Morgen ist es wieder soweit: der Tag der Saarabstimmung vom 23. Oktober 1955. Da lehnten 67 Prozent der SaarländerInnen das sog. „Saar-Statut“ ab, mit dem ihr Land einen quasi-autonomen, europäisierten Status erhalten sollte. Dies war das Ergebnis eines deutsch-französischen Abkommens ein Jahr zuvor.

Zu wem das Saarland endgültig gehören sollte, darüber hatten sich Deutschland und Frankreich noch nicht verständigt. Der 23. Oktober war aber im Nachhinein doch so etwas wie die Geburtsstunde des neuen Bundeslandes. Die „kleine Wiedervereinigung“ wurde dann vor 65 Jahren, am 1. Januar 1957, offiziell vollzogen.

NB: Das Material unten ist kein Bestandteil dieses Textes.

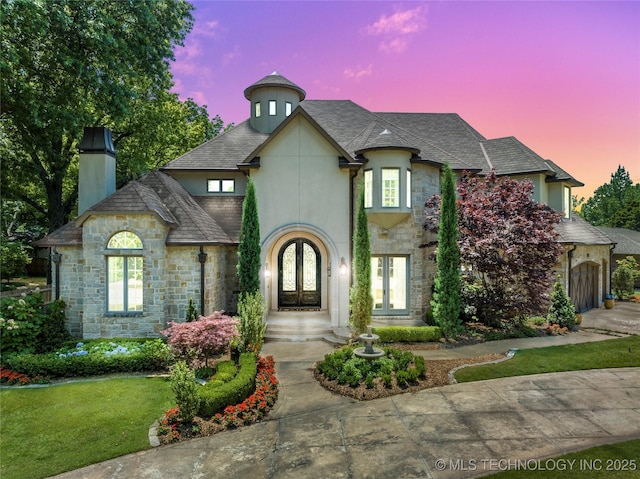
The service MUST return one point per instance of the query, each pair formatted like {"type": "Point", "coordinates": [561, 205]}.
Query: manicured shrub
{"type": "Point", "coordinates": [399, 334]}
{"type": "Point", "coordinates": [185, 388]}
{"type": "Point", "coordinates": [215, 397]}
{"type": "Point", "coordinates": [205, 337]}
{"type": "Point", "coordinates": [344, 367]}
{"type": "Point", "coordinates": [561, 310]}
{"type": "Point", "coordinates": [251, 312]}
{"type": "Point", "coordinates": [20, 322]}
{"type": "Point", "coordinates": [446, 296]}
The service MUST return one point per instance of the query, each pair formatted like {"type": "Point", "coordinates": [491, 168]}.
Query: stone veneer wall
{"type": "Point", "coordinates": [406, 237]}
{"type": "Point", "coordinates": [96, 232]}
{"type": "Point", "coordinates": [71, 286]}
{"type": "Point", "coordinates": [183, 280]}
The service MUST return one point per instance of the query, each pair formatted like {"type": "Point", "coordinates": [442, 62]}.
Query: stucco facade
{"type": "Point", "coordinates": [308, 161]}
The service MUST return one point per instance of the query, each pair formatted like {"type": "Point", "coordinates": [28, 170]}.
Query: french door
{"type": "Point", "coordinates": [299, 277]}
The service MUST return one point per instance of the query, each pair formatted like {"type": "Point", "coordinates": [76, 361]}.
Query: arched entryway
{"type": "Point", "coordinates": [299, 275]}
{"type": "Point", "coordinates": [584, 286]}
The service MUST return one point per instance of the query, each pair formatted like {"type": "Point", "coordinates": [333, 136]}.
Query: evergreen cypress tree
{"type": "Point", "coordinates": [249, 247]}
{"type": "Point", "coordinates": [361, 299]}
{"type": "Point", "coordinates": [446, 298]}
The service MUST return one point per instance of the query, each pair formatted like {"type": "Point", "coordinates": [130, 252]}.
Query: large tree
{"type": "Point", "coordinates": [615, 204]}
{"type": "Point", "coordinates": [67, 64]}
{"type": "Point", "coordinates": [508, 247]}
{"type": "Point", "coordinates": [446, 296]}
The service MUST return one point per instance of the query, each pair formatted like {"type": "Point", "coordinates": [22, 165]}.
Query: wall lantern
{"type": "Point", "coordinates": [344, 269]}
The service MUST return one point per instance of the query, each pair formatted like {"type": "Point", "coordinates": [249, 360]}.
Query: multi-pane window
{"type": "Point", "coordinates": [368, 188]}
{"type": "Point", "coordinates": [124, 273]}
{"type": "Point", "coordinates": [390, 187]}
{"type": "Point", "coordinates": [389, 285]}
{"type": "Point", "coordinates": [221, 186]}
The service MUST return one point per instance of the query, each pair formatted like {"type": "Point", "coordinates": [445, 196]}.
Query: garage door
{"type": "Point", "coordinates": [584, 287]}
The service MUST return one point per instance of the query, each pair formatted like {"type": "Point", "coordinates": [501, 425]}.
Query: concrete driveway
{"type": "Point", "coordinates": [457, 431]}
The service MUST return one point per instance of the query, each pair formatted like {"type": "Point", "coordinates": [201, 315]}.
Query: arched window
{"type": "Point", "coordinates": [124, 273]}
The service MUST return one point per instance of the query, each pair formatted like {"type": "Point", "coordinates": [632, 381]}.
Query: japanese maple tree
{"type": "Point", "coordinates": [205, 337]}
{"type": "Point", "coordinates": [508, 248]}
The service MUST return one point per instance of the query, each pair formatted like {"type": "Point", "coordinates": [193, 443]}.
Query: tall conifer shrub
{"type": "Point", "coordinates": [249, 247]}
{"type": "Point", "coordinates": [446, 298]}
{"type": "Point", "coordinates": [360, 297]}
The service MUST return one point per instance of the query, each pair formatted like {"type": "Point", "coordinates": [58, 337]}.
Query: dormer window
{"type": "Point", "coordinates": [390, 187]}
{"type": "Point", "coordinates": [221, 186]}
{"type": "Point", "coordinates": [566, 202]}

Ich erinnere mich noch ganz genau: ich war 1955 elf Jahre alt, als ich im Wahlkampf – wie viele meiner Mitschüler an einem St. Ingberter Gymnasium – kleine rote Schildchen auf die Rücksitze von Bus oder Bahn klebte. Sie waren allgegenwärtig, auch an Gebäuden, Fabriktoren und Plakatwänden. Und lustig sahen sie auch irgendwie aus – mit der pausbäckigen Karikatur des damaligen Ministerpräsidenten des Saarlandes, Johannes Hoffmann, der für das Saarstatut war. Um das zu verhindern, stand auf den roten Schildchen, die wir Schüler klebten, „Der Dicke muss weg!“ Mit diesem einprägsamen Slogan führten die Gegner der Autonomie ihren Kampf. Noch in der Wahlnacht trat „DER DICKE“ als Ministerpräsident zurück.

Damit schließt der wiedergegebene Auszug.